Cardinal Joseph Tobin, archbishop of Newark, New Jersey. Credit: Daniel Ibáñez/ACI Prensa
At the press briefing on Oct 10, tensions surrounding the inclusion came to a head as Cardinal Joseph W. Tobin of Newark, New Jersey, advocated for a more inclusive pastoral approach towards LGBTQ individuals, stating, “the real beauty of our Catholic Church is clear when the doors are open and welcoming,” addding that “it is my hope that the Synod will help us to do that in an even more significant way.” In response, a reporter pressed the question about whether doors are shut to some traditional Catholics.
The American prelate also acknowledged that armed conflicts underway are on the participants’ minds — a theme taken up on Thursday by Margaret Karram, president of the Focolare Movement. The Israeli-born Arab Catholic spoke on the Israel-Hamas conflict and offered perspectives on the Christian experience in both Iraq and across the African ecclesial landscape.
Voices heard: the question of seating and discussions
There is a notable effort on the part of the Synod organizers to affirm that voices have been genuinely heard. But the novel — and confidential — approach to seating has raised many questions: Who is sitting with whom at the Synod on Synodality, and what topics are they discussing, exactly? And, more importantly, are there actual debates?

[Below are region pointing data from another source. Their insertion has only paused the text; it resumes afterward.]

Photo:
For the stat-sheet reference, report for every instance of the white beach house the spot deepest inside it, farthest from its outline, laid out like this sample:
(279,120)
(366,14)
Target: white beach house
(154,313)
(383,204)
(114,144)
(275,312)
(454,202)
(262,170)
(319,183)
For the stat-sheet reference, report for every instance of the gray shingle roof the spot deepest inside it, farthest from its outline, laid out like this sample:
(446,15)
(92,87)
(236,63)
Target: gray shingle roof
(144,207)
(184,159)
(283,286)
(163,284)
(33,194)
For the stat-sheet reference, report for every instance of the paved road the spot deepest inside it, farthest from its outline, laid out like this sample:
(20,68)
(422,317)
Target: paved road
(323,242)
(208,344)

What is clear, however, is that there is a notable effort on the part of the Synod organizers to affirm that voices have been genuinely heard. Thus, one of the resources shared with participants is the book “The People Have Spoken,” by Myriam Wijlens and Vimal Tirimanna, aiming to provide a framework for the endeavors of the continental assemblies.

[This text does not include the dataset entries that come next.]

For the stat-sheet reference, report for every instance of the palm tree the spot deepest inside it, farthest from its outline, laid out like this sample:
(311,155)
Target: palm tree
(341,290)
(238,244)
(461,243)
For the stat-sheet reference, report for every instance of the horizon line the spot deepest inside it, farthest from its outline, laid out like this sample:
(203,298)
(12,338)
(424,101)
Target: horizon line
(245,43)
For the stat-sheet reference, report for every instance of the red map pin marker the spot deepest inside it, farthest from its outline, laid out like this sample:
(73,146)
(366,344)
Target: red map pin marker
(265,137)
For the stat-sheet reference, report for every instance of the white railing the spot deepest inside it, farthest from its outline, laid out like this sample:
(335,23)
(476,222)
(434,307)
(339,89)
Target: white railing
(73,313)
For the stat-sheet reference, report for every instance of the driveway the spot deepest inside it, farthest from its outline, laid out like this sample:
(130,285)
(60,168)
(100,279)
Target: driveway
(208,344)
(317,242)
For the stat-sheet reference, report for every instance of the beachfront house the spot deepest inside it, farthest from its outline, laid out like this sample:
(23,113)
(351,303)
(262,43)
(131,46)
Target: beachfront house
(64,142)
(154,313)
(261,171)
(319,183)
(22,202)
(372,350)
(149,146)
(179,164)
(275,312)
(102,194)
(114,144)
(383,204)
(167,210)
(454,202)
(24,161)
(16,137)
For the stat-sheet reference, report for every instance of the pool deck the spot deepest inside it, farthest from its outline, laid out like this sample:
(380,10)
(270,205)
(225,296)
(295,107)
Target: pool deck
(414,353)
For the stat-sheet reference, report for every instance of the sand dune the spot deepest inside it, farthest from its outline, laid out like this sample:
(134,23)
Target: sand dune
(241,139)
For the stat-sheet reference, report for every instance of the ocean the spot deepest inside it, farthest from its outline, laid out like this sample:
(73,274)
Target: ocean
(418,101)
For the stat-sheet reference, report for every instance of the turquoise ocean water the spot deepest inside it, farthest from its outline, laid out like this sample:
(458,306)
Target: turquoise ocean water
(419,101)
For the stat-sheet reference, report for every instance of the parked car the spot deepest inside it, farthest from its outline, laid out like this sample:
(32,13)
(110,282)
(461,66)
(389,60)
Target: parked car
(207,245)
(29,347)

Cardinal Jean-Claude Hollerich SJ, said at the start of the Oct. 9 general congregation, encapsulating the event’s ethos: “All are invited to be part of the Church.”

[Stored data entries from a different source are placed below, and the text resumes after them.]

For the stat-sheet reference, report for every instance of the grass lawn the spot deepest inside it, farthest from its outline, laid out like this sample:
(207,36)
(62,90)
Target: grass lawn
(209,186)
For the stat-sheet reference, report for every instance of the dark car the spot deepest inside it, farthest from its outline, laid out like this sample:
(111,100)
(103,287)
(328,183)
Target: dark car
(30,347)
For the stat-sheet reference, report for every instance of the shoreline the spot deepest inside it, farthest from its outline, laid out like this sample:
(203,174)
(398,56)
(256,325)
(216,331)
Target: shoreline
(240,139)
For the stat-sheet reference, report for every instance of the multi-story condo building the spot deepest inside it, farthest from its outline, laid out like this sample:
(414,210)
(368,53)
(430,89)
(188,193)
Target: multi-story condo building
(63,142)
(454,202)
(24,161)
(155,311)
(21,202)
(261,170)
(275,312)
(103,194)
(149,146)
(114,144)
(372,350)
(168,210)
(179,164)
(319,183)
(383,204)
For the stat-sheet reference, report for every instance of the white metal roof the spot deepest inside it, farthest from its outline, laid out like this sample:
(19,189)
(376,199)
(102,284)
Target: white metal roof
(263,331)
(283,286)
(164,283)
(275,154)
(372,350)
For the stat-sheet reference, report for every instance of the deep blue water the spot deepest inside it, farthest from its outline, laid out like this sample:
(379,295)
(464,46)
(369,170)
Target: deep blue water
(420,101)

“In deep communion with His Father through the Holy Spirit, Jesus extended this communion to all the sinners,” Hollerich said in his remarks. “Are we ready to do the same? Are we ready to do this with groups that might irritate us because their way of being might seem to threaten our identity?”
Failing to do so, he added, “will make us look like an identitarian club.”
German Synodal Way and the Synod on Synodality
The week risked being overshadowed by a letter shared with the Synod participants by Bishop Georg Bätzing of Limburg writing in his role as co-president of the controversial German Synodal Way — an event which was not a synod.
Participants of the Synod on Synodality received a 159-page document translated into various languages that provides the decisions taken by the event. Among them are controversial votes from the event, including calls for reevaluating homosexuality, blessing homosexual unions, and ending mandatory priest celibacy. It also addresses gender diversity, women in sacramental ministries, and involving lay people in selecting diocesan bishops.
In certain instances, the German resolutions are pastoral ideas, yet in many others the propositions veer towards altering the Church’s traditional teachings. The process’ statutes provide for these to be sent as propositions to the Holy Father.
In essence, Germany is forging ahead with plans for a permanent Synodal Council waiting to see if the Pope will ratify any doctrinal modifications. It’s an open question how Rome will respond to this, and whether alliances will emerge during this Synod.
Still, as the German Synodal Way introduces its contentious propositions, the undercurrents of this Synod might just carry along some of these rippling ideas into the discussions in Rome.
Whether this Synod on Synodality will be a new confluence of ideas, akin to the historic theological flow from the Rhine to the Tiber — an evocative phrase that symbolizes the infusion of progressive theological agendas from German-speaking lands into the broader Church discourse in Rome during Vatican II — remains unclear.
The ultimate course of this ecclesiastical river is yet to be charted — and its confluence with tradition, a story yet to be told.